Summary

  • A federal judge in Michigan has determined that sports prediction markets do not fall under the jurisdiction of the CFTC, favoring state regulators in the case against Polymarket.
  • The court has rejected Polymarket's attempt to prevent Michigan from enforcing restrictions on its sports betting contracts.
  • This case is now headed to the Sixth Circuit Court of Appeals, with the potential to escalate to the U.S. Supreme Court.

A Michigan federal judge delivered a significant ruling on Wednesday, concluding that wagers made on sports prediction markets are not classified as swaps under the authority of the CFTC.

The U.S. District Court for the Western District of Michigan dismissed Polymarket's request for a preliminary injunction aimed at halting Michigan's efforts to limit the platform's sports betting offerings. Michigan argues that these wagers are illegal sports betting, while Polymarket maintains that they should be regarded as swaps, which would place them under federal oversight.

In his ruling, Judge Paul L. Maloney expressed skepticism about Polymarket's chances of prevailing in its case. He emphasized that the sports-related bets offered by Polymarket do not meet the definition of swaps, thus exempting them from CFTC regulation.
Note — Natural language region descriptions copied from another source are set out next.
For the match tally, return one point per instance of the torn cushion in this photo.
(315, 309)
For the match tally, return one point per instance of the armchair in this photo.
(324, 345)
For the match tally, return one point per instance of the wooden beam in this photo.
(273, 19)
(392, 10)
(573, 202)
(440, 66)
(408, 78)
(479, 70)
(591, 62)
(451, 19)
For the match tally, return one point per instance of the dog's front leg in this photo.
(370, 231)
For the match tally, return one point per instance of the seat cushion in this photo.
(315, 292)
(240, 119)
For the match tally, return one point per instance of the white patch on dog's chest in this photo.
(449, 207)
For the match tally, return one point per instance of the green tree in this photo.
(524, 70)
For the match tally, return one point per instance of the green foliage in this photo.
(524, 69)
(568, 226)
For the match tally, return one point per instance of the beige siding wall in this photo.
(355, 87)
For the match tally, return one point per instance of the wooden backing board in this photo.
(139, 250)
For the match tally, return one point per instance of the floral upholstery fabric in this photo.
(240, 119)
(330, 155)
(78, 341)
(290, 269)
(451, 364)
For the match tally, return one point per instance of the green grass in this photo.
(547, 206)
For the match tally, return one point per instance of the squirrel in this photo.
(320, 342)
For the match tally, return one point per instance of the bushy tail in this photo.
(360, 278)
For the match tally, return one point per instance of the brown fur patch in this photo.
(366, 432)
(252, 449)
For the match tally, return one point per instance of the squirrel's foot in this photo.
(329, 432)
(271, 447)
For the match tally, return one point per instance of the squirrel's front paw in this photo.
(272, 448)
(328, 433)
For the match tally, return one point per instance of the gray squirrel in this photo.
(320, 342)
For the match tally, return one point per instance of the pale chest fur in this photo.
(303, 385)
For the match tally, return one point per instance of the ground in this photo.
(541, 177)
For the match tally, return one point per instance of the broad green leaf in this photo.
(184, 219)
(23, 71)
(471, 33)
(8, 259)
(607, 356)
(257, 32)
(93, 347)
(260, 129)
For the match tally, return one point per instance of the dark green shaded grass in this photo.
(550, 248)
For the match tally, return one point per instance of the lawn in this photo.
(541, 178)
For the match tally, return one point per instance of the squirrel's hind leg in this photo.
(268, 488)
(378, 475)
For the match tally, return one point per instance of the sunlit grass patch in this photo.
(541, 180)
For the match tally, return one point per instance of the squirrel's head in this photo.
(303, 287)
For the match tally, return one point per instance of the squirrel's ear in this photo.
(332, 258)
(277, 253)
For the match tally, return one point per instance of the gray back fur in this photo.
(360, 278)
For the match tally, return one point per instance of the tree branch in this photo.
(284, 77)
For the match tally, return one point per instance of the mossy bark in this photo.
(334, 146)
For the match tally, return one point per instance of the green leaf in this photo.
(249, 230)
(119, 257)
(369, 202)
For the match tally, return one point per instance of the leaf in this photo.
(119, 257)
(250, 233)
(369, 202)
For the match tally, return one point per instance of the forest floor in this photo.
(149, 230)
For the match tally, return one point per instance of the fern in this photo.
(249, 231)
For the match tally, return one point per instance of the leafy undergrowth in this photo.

During Donald Trump's presidency, the CFTC asserted its right to regulate prediction markets based on existing legislation, particularly the Dodd-Frank Act of 2010. Recently, the CFTC has initiated lawsuits against several states trying to limit the spread of prediction markets, a move that has garnered strong support from the White House.

Judge Maloney's decision challenges the CFTC's expansive interpretation of its regulatory authority.

“The plaintiff’s interpretation of derivatives is so broad that it would include numerous activities not typically linked to the financial sector, but rather to essential state functions,” Maloney stated.

He added, “Congress has not treated the federalist structure of government lightly. The Court believes that the legislation enacted after the 2008 financial crisis was not intended to fundamentally alter the balance of power between state and federal governments in ways unrelated to the issues it aimed to address.”

Over the past year, federal judges nationwide have addressed similar issues as prediction market platforms contest state regulations, with both red and blue states involved. For instance, in the Sixth Circuit—which encompasses federal courts in Michigan, Ohio, Kentucky, and Tennessee—one federal judge in Ohio ruled in favor of state regulators in March, while another judge in Tennessee ruled in favor of prediction markets in February.

The Sixth Circuit Court of Appeals is expected to begin reviewing the case next month, following the conflicting rulings from courts in its jurisdiction. The ultimate decision may rest with the U.S. Supreme Court in the coming years.